Tadashi made a dramatic sigh at his strict tone. “Okay, okay, I promise.”
Kei only glanced at him and Tadashi grinned back. He continued to search for a good website. Tadashi hummed, stretching his legs.
“But, one question.”
“What?”
“… How long is it?”
“Not long.”
“Okay, but by your definition? Or by standard movie time, maybe one and a half hours in the theater long?”
Kei pressed the enter button and raised his brows as he finally found it.

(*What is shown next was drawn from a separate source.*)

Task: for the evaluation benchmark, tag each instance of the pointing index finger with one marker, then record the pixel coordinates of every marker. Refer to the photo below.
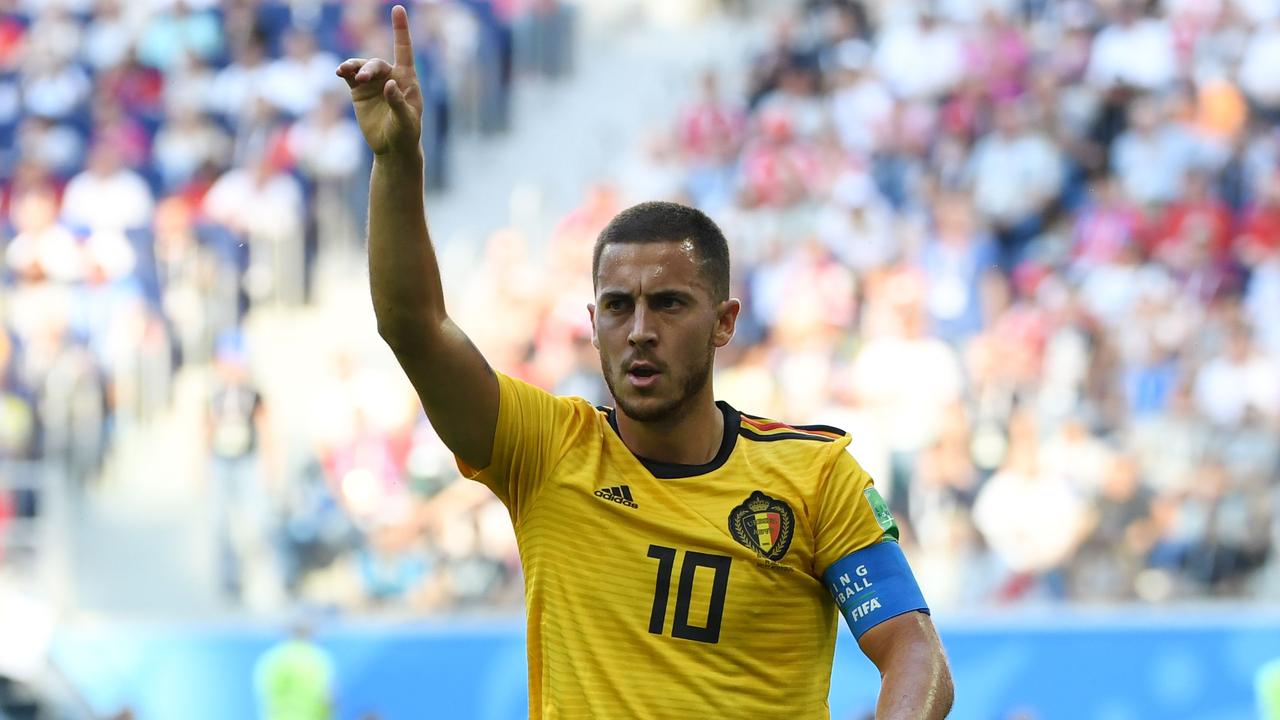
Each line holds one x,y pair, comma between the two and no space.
403,51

“Okay time to shut up.” He fixed his position so that the laptop sat between them. He looked over to Tadashi, who squirmed further into the nest of blankets surrounding them, narrowing his gaze. “And don’t fall asleep this time.”

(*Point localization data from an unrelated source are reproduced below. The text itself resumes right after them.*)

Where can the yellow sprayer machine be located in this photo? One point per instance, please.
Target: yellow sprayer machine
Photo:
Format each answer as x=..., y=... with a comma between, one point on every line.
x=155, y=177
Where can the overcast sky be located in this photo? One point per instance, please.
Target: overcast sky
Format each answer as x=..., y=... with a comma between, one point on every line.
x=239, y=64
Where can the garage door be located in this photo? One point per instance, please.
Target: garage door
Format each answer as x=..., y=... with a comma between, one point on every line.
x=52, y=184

“I said I promised!” Tadashi huffed out in defensive laughter.
“Shh!”
The movie lasted for two hours and five minutes. Tadashi fought against heavy lidded sleep for the second half of it, only motivated to stay awake by the threat of ice water down his shirt if he closed his eyes one more time.
When the credits rolled, Kei paused the screen, exit out of the window, and turned his head to Tadashi. Tadashi looked back at him, sitting up a little and fighting a yawn.
“So?”
“Hm?”
Kei rolled his eyes to the ceiling. “What did you think?”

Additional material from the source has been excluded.